RE: FreeBSD's embedded agenda

From: James Mansion <james_at_wgold.demon.co.uk>
Date: Sat, 27 May 2006 13:27:25 +0100
>On the other hand, if you're building an embedded system for a lunar
>lander for Apollo 13, or a real time control system, then I would argue
>that you should squeeze in as many engineering cycles as you can,
>because a dependable system is only as robust as its weakest link.

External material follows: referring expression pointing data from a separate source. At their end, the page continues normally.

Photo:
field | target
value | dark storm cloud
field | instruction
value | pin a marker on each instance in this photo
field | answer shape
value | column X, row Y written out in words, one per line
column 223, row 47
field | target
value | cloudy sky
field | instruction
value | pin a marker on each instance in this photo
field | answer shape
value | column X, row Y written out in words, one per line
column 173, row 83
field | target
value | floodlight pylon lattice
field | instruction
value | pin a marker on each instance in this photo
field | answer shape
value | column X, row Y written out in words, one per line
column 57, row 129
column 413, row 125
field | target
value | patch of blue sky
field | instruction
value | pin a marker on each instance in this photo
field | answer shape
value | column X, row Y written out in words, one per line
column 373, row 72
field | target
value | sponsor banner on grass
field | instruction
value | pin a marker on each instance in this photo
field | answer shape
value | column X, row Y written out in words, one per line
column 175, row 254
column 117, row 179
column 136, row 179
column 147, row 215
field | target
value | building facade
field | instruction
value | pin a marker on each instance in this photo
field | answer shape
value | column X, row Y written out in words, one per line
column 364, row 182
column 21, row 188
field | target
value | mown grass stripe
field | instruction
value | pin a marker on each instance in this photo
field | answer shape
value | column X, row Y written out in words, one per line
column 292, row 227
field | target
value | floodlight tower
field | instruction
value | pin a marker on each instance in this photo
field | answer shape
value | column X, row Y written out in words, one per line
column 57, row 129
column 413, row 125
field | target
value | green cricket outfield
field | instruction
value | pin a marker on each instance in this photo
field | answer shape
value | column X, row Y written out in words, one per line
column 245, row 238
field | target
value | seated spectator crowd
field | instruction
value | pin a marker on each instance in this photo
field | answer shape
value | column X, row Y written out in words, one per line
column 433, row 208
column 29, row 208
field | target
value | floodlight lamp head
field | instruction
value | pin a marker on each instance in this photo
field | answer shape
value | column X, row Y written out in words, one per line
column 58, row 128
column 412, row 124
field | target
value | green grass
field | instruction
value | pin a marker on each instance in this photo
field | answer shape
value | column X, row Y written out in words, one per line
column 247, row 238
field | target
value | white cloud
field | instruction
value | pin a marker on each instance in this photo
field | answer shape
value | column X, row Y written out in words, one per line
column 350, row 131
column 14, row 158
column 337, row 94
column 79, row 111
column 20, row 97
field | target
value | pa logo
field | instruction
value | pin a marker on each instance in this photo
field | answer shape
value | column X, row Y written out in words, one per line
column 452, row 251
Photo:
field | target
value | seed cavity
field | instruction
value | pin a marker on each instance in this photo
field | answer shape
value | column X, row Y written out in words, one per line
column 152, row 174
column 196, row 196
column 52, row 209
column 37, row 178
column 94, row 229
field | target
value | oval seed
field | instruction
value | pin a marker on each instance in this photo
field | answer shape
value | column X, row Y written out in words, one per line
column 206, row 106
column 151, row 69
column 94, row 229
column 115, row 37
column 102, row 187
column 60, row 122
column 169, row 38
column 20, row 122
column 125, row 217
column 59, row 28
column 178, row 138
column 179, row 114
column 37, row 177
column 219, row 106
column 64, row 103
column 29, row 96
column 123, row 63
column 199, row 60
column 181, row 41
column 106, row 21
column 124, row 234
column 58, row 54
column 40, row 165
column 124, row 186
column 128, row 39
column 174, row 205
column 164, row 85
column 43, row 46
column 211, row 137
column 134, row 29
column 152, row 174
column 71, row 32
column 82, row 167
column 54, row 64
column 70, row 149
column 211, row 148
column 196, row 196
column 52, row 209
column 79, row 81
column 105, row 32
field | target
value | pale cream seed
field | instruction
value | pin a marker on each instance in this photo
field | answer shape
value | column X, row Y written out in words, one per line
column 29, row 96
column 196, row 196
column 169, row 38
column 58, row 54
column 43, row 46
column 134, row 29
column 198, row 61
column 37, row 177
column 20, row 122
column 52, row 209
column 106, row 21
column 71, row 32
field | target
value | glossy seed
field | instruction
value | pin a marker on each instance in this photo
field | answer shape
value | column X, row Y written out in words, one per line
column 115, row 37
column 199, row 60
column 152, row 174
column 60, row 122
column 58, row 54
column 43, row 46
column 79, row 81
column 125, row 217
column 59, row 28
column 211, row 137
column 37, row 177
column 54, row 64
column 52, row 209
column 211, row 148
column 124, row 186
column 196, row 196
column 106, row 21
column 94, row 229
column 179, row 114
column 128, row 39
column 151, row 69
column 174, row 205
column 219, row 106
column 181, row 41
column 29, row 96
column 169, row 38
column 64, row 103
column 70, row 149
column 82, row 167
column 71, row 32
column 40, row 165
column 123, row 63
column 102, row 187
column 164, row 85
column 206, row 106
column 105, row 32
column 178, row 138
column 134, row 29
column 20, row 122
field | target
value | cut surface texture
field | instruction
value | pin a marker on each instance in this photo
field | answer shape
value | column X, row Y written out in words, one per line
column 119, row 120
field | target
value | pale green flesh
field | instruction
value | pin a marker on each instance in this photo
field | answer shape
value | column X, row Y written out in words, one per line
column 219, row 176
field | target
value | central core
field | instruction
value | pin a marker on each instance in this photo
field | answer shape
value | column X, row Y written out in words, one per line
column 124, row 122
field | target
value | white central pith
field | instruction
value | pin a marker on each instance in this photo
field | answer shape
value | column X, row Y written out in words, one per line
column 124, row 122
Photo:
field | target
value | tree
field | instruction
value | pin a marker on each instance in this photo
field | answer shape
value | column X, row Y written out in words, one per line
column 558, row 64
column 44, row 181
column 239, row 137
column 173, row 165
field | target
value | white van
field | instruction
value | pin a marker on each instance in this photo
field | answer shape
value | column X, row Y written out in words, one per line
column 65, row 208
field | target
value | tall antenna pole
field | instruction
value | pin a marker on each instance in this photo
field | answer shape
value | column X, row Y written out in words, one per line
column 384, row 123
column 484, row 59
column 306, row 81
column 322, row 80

I disagree.  What you are building does not change the truism.  All that
happens is that 'good enough' has a more stringent definition - that's
the whole point.

>Having said that, I don't think James initially knew that a CF does
>wear-levelling - so perhaps he doesn't have that much direct experience
>with these devices.

I thought I made the point that I believe many do.  But once again the
issue here is not whether the do or not, its whether wear-levelling
is a requirement.  A modern flash device will handle many updates
per sector, and a device that runs from flash is presumably intended
not to be update-heavy.  So long as you don't perform unnecessary
housekeeping IO's such as flushing access times frequently, then
you'll generally be fine.  Do the maths.  Systems tend to update
/tmp and /var quite a lot, even then if you can avoid flushing the
sectors with directories and delaying them, then you can get
to a the point where the design life is not limited by the flash
device.

>Putting on my selfish hat I'd love to have a filesystem that could run
>directly on raw flash.

Why?  Lets remember we're talking about an embedded system that can be
sensibly implemented with a general purpose OS.  I'd put it to you that
normally where this is very desirable, its because the run rate is
quite low so the project overall is very sensitive to ease and cost of
development.  But if the run rate is low, then you also need to consider
what hardware will be available in volume at go-live, and CF-to-IDE
is very cheap now in conjunction with system-on-a-chip designs for
set top boxes.  For big bulk, we have PIC, Atmel, Rabbit, and assorted
80186 designs (including one very cute thing I saw built into an
ethernet PHY)

If you really must wear level, then why not access through a layer that
divides the whole CF into 'n' partitions, uses 'n-1' of them, re-
presents the 'n-1' through a RAID0-like mapping, and allows the logical
sector 0 in each partition to be changed (with wrap-around).

Then you can use a real filesystem on top of the block-mapping layer,
and the mapper can move the hotspot around the disk much as a RAID
array can rebuild under a real system.